Love Conquers All – from The Princess Bride (1987)
Have I mentioned this is my all-time favorite movie? It’s a comedy-romance-swashbuckling-tragedy-adventure set in a faraway land long long ago and it is wonderful (though my family disagrees…pay no attention to them). I could go on all day about how much this movie (and the book it was adapted from) has to teach us but as Mandy Patinkin’s character states “there is too much..let me sum up.”

The princess (Robin Wright) is a reluctant bride whose one true love was supposedly murdered by pirates. When they are finally reunited, she must make the agonizing decision to marry her betrothed in order to save her darling Westley’s (Cary Elwes) life. She resigns herself to a life without love so that the one person she cares for can be spared.

Westley forgives Buttercup (That’s her given name. Really.) for promising to marry the corrupt Prince Humperdink (Chris Sarandon), and why shouldn’t he? She had the courage to keep going when she thought her one true love was dead! She went into the fire swamp with him and nearly died! She stood up to her lying fiancé and would not let his power or anger intimidate her! The other lesson to be learned from this movie is that love is truly a partnership, and success depends upon the effort of both parties. From cooking dinner to fighting off rodents of unusual size, teamwork is essential to any relationship.
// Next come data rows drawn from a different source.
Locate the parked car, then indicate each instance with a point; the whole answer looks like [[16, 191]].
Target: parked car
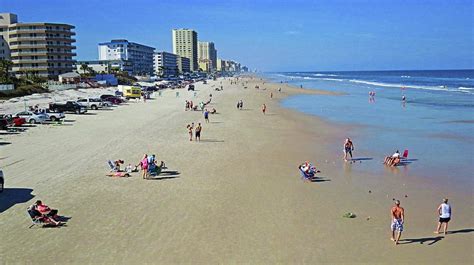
[[54, 116], [90, 103], [115, 100], [3, 123], [9, 120], [105, 103], [69, 106], [32, 117], [132, 92], [2, 181]]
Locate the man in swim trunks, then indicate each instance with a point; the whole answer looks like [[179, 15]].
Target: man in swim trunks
[[444, 212], [398, 219], [198, 132], [206, 116]]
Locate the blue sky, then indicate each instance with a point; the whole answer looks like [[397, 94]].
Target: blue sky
[[279, 35]]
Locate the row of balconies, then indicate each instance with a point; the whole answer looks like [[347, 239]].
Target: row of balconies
[[16, 53], [41, 60], [41, 38], [40, 30], [41, 45], [40, 68]]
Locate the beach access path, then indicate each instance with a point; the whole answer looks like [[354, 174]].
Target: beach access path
[[234, 197]]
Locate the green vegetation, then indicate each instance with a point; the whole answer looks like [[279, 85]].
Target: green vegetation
[[25, 85]]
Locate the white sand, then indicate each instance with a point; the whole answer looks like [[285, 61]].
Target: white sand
[[237, 197]]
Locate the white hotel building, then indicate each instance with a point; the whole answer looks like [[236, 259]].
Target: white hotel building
[[166, 63], [139, 56]]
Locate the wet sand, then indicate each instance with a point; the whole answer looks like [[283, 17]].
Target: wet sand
[[235, 197]]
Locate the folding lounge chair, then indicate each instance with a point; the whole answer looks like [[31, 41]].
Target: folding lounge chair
[[114, 171], [405, 155]]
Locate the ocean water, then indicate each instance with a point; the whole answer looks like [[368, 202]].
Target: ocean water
[[435, 123]]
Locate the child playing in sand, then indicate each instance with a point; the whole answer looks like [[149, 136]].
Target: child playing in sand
[[190, 131]]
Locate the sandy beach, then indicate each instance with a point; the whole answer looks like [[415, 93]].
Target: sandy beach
[[234, 197]]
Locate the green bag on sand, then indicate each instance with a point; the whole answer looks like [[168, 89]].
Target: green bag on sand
[[349, 215]]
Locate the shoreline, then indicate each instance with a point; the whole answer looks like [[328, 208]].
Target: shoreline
[[237, 198]]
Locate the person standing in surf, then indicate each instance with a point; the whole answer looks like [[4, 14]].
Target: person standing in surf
[[348, 148]]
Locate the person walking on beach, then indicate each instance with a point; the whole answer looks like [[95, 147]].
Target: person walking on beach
[[348, 148], [398, 219], [198, 132], [144, 166], [206, 116], [444, 212], [190, 132]]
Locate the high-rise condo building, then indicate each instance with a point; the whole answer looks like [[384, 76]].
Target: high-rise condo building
[[139, 56], [185, 44], [165, 63], [207, 53], [42, 49], [184, 65]]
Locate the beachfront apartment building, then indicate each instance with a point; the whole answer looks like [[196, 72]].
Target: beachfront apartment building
[[205, 65], [184, 65], [42, 49], [185, 44], [220, 65], [207, 53], [138, 57], [104, 66], [165, 63]]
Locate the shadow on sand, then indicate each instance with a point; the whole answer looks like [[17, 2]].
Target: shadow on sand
[[461, 231], [422, 241], [361, 159], [319, 179], [11, 196], [166, 174], [212, 141]]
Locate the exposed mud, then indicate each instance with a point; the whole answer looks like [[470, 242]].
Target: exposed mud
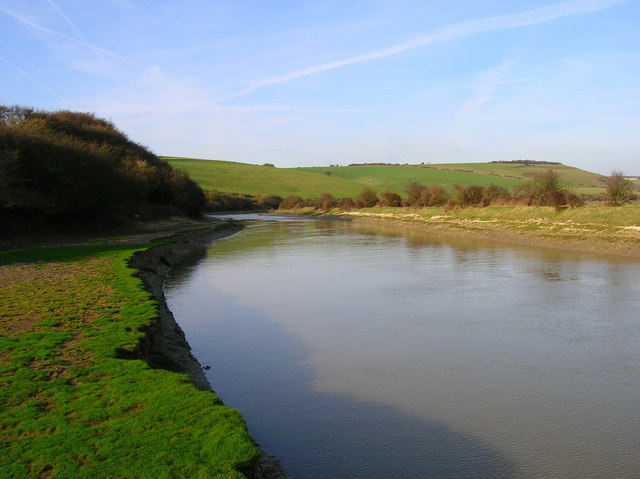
[[165, 345]]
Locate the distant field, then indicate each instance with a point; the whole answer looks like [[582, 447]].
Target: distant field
[[248, 179], [447, 175], [344, 181], [396, 178]]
Anything worthwhile takes time – from When Harry Met Sally (1989)
On the outermost layer of this romantic comedy is the fallacy that men and women can never be exclusively friends. On the inner layers, you will find that the tale of two friends (played by Billy Crystal and Meg Ryan) is actually a simple story of timing. Timing is perhaps the most important ingredient in the recipe of our lives – and it has to be just right. Both Harry and Sally go through several relationships throughout the course of the movie only to come back to each other. Some might say this was a failure of timing on their part, but I think the sweet ending (just the way we like them) proves that love is well worth the wait.
Follow your heart – from Say Anything.. (1989)
Lloyd Dobler (John Cusack) is my ideal man. He’s passionate about everything! From “the sport of the future” (kickboxing) to “looking for a dare to be great situation,” Lloyd does everything with an unwavering sense of optimism (until his heart is ripped to shreds, more on that later). When he falls for the beautiful and brainy Diane (Ione Skye), Lloyd tries to prove his worth to her overprotective father (John Mahoney) who distrusts him completely, labeling him a “distraction” from his daughter’s goals. Diane takes a cue from her father the moment she feels things are getting too serious between them.

Though initially heartbroken, Lloyd finds the strength to forgive Diane and spends a night outside her window, a love song blaring from his boom box (one of the best romantic scenes from any ’80s movie). Many of us have felt the pressure to succeed and when coupled with new feeling of attraction and love, the situation can become almost unbearable. While there is certainly nothing wrong with chasing after your ambitions and using your powerful brain, your heart needs use too, and its instincts should be followed in combination with logic and planning. Be like Lloyd, not Diane…sorry Diane.

So maybe you thought that all you could get from romantic comedies are false expectations about love; that it would be easy and there would be fireworks and pop ballads playing every time you sit close to your partner. Romantic comedies have a lot to teach us if we only look past the endless kisses in the rain and the last minute airport dashes (let’s face it, TSA has put the kibosh on that one). Love may not always play out like it does on the silver screen, but we can try and learn from the many mistakes made by the star-crossed lovers of 1980s cinema.